Dal Dylan di Scorsese al Donovan di Dolan: l’estate sul piccolo e grande schermo

“La vita non è la ricerca di te stesso o di qualcosa. È creare te stesso. E creare cose.” Così Bob Dylan s’esprime nel docufilm diretto da Martin Scorsese dal titolo “Rolling Thunder Revue – A Bob Dylan Story”.

Una dichiarazione di poetica che, raccontando attraverso preziose immagini d’epoca alternate a interviste nel presente uno storico tour dell’artista insignito dal Nobel per la letteratura nel 2016, premio Pulitzer e premio Oscar, rappresenta una chiave di lettura per una riflessione mai banale sulla creatività e sull’importanza dell’immaginario. Immaginario, quello degli Stati Uniti dal 1975 al 1976, fatto di ribellioni, utopie, disagi e speranze, che il regista di “Toro scatenato” e di “Goodfellas” (“Quei bravi ragazzi”) ripercorre in parallelo con un’analisi sotterranea sulle sorgenti del narrare e del creare, mescolando con abilità vero e falso (come i ricordi inventati di Sharon Stone o del finto politico stile “Tanner ‘88” di Altman).
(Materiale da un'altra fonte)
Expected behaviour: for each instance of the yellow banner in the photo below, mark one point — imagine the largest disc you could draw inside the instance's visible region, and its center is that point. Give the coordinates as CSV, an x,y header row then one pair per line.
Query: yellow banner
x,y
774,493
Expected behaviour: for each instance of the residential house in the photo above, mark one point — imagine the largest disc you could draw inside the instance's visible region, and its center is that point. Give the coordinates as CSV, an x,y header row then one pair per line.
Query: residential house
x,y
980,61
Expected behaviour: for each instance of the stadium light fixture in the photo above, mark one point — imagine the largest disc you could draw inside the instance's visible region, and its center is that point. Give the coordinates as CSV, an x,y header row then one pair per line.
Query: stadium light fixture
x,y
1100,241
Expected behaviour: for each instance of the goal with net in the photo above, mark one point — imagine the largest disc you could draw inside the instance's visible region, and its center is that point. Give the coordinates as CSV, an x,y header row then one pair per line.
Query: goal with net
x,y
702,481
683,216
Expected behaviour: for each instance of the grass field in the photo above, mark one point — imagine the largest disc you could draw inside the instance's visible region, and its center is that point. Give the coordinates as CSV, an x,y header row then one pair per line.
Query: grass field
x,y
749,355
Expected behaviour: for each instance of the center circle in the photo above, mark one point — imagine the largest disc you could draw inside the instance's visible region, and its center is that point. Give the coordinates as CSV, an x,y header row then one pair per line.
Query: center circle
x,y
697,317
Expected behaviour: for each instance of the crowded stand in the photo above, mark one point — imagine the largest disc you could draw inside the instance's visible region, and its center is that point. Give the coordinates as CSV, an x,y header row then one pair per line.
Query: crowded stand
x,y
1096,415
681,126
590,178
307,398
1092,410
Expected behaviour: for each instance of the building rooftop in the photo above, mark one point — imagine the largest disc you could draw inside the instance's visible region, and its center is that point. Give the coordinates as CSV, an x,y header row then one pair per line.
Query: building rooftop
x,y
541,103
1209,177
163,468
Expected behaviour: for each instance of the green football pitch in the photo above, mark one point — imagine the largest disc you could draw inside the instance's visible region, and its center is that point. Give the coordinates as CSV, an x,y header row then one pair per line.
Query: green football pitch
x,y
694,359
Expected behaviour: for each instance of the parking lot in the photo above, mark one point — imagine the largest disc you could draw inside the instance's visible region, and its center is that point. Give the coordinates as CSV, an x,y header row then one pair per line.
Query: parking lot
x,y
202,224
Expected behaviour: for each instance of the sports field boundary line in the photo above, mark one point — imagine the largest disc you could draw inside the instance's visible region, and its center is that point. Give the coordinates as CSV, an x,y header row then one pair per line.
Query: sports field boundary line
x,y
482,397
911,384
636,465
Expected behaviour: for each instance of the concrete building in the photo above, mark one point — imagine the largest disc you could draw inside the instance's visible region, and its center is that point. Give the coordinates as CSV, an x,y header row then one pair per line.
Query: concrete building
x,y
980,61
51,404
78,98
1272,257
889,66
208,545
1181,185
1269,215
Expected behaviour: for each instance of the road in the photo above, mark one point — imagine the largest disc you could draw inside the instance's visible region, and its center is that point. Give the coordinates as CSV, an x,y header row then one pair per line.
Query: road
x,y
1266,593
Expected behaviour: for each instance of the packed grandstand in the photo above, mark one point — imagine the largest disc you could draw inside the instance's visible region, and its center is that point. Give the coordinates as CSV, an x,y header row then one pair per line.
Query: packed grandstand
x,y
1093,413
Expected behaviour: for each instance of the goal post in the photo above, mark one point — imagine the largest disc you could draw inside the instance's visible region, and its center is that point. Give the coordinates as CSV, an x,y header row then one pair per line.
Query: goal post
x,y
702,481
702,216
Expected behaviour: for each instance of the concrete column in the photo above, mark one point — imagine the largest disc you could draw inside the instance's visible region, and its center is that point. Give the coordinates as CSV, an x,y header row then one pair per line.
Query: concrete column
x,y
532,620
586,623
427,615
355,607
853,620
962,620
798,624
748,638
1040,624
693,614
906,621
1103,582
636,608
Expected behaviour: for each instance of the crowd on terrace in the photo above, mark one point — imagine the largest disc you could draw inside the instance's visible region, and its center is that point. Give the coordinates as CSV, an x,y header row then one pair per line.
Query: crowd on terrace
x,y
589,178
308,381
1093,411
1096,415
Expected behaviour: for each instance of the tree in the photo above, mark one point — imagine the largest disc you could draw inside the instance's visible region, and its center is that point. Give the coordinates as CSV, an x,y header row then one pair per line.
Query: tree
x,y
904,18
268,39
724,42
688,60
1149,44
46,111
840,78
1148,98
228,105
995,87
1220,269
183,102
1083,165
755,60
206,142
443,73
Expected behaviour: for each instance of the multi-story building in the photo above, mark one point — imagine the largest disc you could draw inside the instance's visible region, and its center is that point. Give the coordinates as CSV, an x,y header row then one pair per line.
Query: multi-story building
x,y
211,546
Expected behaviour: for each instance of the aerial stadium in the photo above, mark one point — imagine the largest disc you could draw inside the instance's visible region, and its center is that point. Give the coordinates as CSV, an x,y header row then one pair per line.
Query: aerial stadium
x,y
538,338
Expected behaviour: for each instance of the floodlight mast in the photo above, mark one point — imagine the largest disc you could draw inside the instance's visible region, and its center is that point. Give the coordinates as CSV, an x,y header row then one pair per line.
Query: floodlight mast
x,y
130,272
E, ancora, canzoni e pensieri, le origini del cinematografo con Méliès come incipit, ma anche il cinema di Carné e Truffaut e la presenza di personalità come Patti Smith, Joan Baez, Sam Shepard, Allen Ginsberg, Scarlet Rivera, oltre alla figura del pugile Rubin “Hurricane” Carter, vittima di un clamoroso errore giudiziario.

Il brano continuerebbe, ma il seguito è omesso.